A data source contains both the location of files and the method for retrieving them from that
location. For example, files from NCBI's SRA Archive can be
downloaded from ftp://ftp-trace.ncbi.nlm.nih.gov/sra/sra-instant/reads/ using either FTP or
Aspera. Thus, the metadata repository would contain two data sources: one NCBI SRA FTP
and
one NCBI SRA Aspera
.
In order to identify if a file belongs to a data source known to the repository, each data source has one or more URL matchers. These can be configured to match URLs with certain scheme(s) and/or hostnames(s) or a more general regular expression.
A source's transfer mechanism is the program that should be used to retrieve files from the
source. To use the NCBI example again, one data source would be set to use ftp
as a
transfer mechanism, the other to use ascp
. The data source can also have additional options
that are passed to the transfer mechanism. These are interpreted by the client and used to
build the command that will be used to invoke the mechanism. For example, the ftp
mechanism
might provide a username option so that a data source could specify a username that is used
for anonymous access to its server.
A URL transform defines how files from one data source are mapped to another data source. A basic example would be an FTP mirror site where files are served from the exact same path with the same method for retrieving them. In this case, the transform would simply replace the hostname in the URL for file at the first data source with the hostname of the mirror site to get a URL for the same file at the second data source.

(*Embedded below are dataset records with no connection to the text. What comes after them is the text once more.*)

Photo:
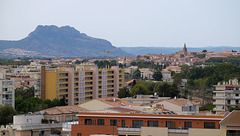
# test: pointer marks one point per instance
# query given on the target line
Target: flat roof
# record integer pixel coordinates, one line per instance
(155, 116)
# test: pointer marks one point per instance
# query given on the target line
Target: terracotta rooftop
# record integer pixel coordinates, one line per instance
(124, 109)
(180, 102)
(115, 101)
(131, 81)
(64, 110)
(232, 118)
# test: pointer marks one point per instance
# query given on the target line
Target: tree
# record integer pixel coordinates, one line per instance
(139, 89)
(6, 114)
(63, 102)
(120, 65)
(123, 93)
(177, 79)
(157, 76)
(24, 93)
(137, 74)
(133, 83)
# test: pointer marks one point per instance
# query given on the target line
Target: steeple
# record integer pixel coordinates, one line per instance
(185, 50)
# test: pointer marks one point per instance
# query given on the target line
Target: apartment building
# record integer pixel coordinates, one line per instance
(226, 95)
(123, 124)
(79, 85)
(7, 92)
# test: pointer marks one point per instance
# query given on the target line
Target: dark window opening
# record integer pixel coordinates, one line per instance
(137, 123)
(100, 121)
(152, 123)
(113, 122)
(88, 122)
(187, 125)
(170, 124)
(123, 123)
(209, 124)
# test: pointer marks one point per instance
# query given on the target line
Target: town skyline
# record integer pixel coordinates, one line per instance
(130, 24)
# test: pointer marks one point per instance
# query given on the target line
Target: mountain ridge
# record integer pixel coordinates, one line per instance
(62, 41)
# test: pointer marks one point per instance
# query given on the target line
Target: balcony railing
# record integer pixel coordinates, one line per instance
(185, 131)
(37, 126)
(129, 129)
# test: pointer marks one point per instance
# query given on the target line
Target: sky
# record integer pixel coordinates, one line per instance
(129, 23)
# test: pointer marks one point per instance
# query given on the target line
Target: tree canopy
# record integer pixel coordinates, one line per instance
(6, 114)
(157, 76)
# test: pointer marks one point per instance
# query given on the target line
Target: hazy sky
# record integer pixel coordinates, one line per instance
(129, 22)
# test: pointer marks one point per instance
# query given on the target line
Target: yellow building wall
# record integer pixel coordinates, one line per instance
(50, 85)
(204, 132)
(154, 131)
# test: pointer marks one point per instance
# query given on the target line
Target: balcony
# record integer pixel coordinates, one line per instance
(219, 109)
(183, 131)
(218, 103)
(37, 126)
(218, 97)
(129, 129)
(232, 97)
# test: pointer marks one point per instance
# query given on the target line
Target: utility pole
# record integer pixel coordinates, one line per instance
(107, 51)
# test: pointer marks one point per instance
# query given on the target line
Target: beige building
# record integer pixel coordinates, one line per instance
(7, 92)
(179, 106)
(79, 85)
(226, 95)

A transform has a source and target data source and maps URLs from the source to the target. Transforms should always link a slower source to a faster target.
The URL matchers can determine data sources given a URL, but it can also be useful to go the other way. The list of test files are known files at a specific data source. These can be used for things like testing transfer speeds from the data source. Also, they provide some validation of the data source's URL matcher configuration, as each test file URL is checked against the data source's matchers when it is added.

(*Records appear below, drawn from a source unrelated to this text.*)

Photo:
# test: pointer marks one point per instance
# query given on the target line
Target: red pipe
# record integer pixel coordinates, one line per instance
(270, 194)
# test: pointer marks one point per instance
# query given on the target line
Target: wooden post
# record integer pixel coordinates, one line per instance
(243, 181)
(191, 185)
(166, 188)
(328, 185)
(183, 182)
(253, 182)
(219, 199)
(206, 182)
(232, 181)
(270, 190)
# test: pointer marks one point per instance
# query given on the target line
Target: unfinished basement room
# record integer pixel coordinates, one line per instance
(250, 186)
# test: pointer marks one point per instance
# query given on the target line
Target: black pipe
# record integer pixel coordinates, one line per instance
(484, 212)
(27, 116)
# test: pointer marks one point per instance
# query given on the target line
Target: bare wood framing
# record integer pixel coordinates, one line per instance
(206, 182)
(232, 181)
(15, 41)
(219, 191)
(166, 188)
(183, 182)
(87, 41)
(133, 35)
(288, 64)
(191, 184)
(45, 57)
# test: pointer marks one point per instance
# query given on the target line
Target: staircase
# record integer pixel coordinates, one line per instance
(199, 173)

The location that data is being transferred to. URL Transforms can be applied conditionally depending on the destination.
Each time the BDSS client is used to transfer a file, it sends a report back to the metadata repository. This report contains:
- the file's URL
- the size of the file
- the time required to transfer the file
- a checksum
The file URL is used to link the report to a data source. This information can be used by administrators to reconfigure the metadata repository to prioritize different data sources.